Architecture¶
Core Axioms¶
- Data selection is declarative using STAC --- query interfaces, not file paths
- Aggregation doesn't duplicate the at-rest data --- we fetch files for aggregation but discard source data after processing
The Challenge: Sparse Point Data¶
When casting point data (ATL06, OPR, etc) to a grid, we encounter two issues:
- Too dense --- multiple points per cell
- Too sparse --- no points for many cells
The sparsity is annoying but workable. The density is the real problem: xarray doesn't handle collisions natively, so we must define what to do with overlapping observations. Hence the "agg" in zagg.
Prior Art¶
Previously at the ICESat-2 project science office, we tackled this using hierarchical indexing: resharding ATL06 using healpix-based morton indexing to files in hive format. This kept data in columnar format (rasterized on-the-fly via vaex), but violated axiom #2 by requiring duplicated storage.

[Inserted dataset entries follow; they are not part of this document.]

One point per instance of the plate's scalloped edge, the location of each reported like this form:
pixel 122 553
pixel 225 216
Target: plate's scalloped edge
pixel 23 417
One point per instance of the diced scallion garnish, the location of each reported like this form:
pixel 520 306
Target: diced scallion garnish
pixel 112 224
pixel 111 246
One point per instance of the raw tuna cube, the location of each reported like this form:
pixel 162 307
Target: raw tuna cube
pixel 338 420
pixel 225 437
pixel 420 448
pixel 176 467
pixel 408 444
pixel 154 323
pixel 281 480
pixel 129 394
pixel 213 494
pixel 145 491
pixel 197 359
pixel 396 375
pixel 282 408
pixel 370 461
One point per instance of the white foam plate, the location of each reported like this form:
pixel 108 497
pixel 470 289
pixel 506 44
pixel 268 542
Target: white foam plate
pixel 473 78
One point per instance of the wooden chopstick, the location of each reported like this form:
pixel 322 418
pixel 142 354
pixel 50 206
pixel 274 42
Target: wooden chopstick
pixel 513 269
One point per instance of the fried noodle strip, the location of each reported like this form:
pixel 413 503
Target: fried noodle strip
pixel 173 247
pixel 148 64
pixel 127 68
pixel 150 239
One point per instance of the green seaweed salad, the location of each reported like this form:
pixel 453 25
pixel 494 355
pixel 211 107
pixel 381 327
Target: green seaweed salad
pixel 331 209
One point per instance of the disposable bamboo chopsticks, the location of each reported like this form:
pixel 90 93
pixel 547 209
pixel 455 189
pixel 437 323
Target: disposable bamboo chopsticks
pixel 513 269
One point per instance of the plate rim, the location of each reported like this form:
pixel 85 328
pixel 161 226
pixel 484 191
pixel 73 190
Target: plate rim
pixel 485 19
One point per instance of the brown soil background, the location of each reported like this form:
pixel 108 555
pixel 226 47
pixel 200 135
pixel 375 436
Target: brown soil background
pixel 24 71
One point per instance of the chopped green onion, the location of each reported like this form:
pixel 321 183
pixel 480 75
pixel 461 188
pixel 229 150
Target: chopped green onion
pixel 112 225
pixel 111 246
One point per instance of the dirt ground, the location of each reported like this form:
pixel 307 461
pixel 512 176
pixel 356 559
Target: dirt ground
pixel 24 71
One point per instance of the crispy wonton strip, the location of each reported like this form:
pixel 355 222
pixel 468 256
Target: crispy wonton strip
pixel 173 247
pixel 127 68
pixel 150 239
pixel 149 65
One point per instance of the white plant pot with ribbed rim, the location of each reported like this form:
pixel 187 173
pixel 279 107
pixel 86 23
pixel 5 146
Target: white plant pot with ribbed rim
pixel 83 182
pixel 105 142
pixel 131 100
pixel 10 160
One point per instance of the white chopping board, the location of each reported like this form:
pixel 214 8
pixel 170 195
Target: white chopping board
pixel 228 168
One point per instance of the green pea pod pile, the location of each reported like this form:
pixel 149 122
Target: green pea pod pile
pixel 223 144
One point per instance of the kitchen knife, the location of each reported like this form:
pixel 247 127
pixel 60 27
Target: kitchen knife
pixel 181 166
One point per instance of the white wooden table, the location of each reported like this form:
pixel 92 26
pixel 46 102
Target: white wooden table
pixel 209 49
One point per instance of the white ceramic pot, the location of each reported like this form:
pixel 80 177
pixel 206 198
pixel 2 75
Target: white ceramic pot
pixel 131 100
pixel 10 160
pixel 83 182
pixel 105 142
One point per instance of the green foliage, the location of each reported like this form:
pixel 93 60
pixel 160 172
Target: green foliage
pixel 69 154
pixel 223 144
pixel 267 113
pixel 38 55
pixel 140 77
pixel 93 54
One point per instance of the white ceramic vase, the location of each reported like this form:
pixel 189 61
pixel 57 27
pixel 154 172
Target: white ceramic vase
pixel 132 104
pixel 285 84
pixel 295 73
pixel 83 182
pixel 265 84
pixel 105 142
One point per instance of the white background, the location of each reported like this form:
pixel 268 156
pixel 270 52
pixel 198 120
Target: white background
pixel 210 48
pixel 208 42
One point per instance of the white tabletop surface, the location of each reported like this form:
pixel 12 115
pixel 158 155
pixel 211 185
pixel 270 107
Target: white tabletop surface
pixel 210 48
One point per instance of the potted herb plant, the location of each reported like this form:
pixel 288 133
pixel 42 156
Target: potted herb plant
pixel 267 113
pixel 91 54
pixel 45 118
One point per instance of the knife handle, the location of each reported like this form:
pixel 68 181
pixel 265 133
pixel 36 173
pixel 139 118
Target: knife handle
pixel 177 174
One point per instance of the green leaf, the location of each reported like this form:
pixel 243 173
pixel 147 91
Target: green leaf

That approach also required high-memory nodes because we built the spatial tree root-to-leaves.
Innovation: Building Leaves-to-Root¶
We invert the tree construction order, which:
- Enables parallel processing with small, commodity workers
- Avoids high-memory node requirements
- Allows on-the-fly processing without data duplication
- Outputs significantly compacted results via aggregation
Vocabulary¶
- Base Aggregation Cell: Finest resolution of aggregation (leaf nodes). For ICESat-2: order 12 (~1.5km cells)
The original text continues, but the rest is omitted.